RECURSIVE RENYI’S ENTROPY ESTIMATOR FOR ADAPTIVE FILTERING Jian-Wu Xu, Deniz Erdogmus, Mustafa C. Ozturk, Jose C. Principe Computational NeuroEngineering Laboratory, Electrical & Computer Engineering Department University of Florida, Gainesville, FL 32611. [jianwu,deniz,can,principe]@cnel.ufl.edu ABSTRACT Recently we have proposed a recursive estimator for Renyi’s quadratic entropy. This estimator can converge to accurate results for stationary signals or track the changing entropy of nonstationary signals. In this paper, we demonstrate the application of the recursive entropy estimator to supervised and unsupervised training of linear and nonlinear adaptive systems. The simulations suggest a smooth and fast convergence to the optimal solution with a reduced complexity in the algorithm compared to a batch training approach using the same entropy-based criteria.
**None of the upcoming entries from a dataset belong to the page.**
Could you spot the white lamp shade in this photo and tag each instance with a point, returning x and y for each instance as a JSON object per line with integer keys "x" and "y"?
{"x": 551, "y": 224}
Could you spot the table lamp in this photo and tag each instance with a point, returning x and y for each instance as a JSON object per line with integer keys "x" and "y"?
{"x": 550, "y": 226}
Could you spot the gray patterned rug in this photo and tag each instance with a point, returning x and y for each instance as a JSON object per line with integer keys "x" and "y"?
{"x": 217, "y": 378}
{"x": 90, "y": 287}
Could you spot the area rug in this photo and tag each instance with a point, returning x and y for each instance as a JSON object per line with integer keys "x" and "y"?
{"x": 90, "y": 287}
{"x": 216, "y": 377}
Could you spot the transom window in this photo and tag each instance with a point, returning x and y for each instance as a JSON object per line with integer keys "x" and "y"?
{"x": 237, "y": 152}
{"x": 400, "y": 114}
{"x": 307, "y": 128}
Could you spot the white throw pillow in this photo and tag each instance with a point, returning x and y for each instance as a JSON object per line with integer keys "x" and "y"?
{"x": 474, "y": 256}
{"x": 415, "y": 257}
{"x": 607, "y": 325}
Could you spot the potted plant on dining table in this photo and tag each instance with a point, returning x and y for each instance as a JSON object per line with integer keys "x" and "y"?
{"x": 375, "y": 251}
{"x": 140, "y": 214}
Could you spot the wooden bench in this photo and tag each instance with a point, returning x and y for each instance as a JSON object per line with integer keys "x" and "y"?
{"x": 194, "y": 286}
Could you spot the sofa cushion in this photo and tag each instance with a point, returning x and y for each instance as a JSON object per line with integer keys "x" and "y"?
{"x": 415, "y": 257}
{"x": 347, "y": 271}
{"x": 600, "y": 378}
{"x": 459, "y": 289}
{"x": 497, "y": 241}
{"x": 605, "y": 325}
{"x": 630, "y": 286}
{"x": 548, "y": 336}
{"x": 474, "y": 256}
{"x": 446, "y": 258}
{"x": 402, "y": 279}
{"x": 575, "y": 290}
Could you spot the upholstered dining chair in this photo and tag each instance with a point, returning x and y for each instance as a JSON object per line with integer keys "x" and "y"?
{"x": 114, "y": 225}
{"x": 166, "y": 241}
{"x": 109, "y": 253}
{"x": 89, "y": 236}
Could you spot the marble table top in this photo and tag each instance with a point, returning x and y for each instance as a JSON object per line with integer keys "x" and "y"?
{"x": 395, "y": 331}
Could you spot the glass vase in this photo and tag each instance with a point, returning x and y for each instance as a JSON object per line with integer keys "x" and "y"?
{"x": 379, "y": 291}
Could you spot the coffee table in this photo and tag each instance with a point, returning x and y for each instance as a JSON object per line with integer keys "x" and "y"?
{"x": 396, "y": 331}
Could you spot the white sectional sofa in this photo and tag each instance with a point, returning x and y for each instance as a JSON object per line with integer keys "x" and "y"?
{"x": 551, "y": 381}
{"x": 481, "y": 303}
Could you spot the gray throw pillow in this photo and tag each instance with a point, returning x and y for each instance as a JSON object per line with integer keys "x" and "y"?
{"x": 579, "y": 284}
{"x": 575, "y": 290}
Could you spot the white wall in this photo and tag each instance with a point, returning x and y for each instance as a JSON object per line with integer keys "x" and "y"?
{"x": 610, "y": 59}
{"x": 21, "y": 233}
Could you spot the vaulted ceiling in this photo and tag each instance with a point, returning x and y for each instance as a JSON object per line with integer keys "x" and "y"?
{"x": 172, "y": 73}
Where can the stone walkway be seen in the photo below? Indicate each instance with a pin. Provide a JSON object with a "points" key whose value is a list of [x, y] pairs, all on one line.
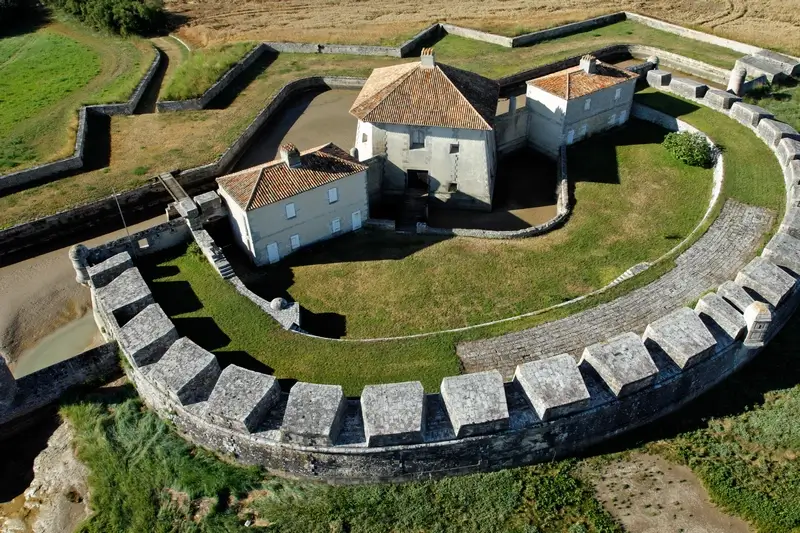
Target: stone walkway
{"points": [[717, 256]]}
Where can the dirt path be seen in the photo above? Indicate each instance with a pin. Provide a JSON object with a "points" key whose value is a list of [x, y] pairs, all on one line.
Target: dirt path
{"points": [[40, 295], [648, 494]]}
The presented approach also allows on-line information theoretic adaptation of model parameters.
1. INTRODUCTION Mean square error (MSE) is the fundamental performance measure in training adaptive linear filters and neural networks. For the linear cilter case, the Wiener-Hopf equation yields the analytical solution for the optimal filter coefficients [1]. Similar analytical solutions exist for unsupervised training problems involving linear filters and second-order statistics (e.g., principal components analysis). Second-order statistics are able to extract all information under the assumption of Gaussianity. However, in practice neither data distributions are Gaussian, nor we always use linear adaptive filters. These more realistic situations involving nonlinear models and non-Gaussian data distributions require the consideration of higher order-statistics for optimal information processing. Thus, in this respect, second-order statistics become suboptimal. Therefore, for optimal information processing, it is necessary to consider criteria that emerge from information theory. These criteria (e.g., entropy and mutual information) not only deal with the second-order statistics, but also naturally take into account the higherorder statistics in adaptive filter training.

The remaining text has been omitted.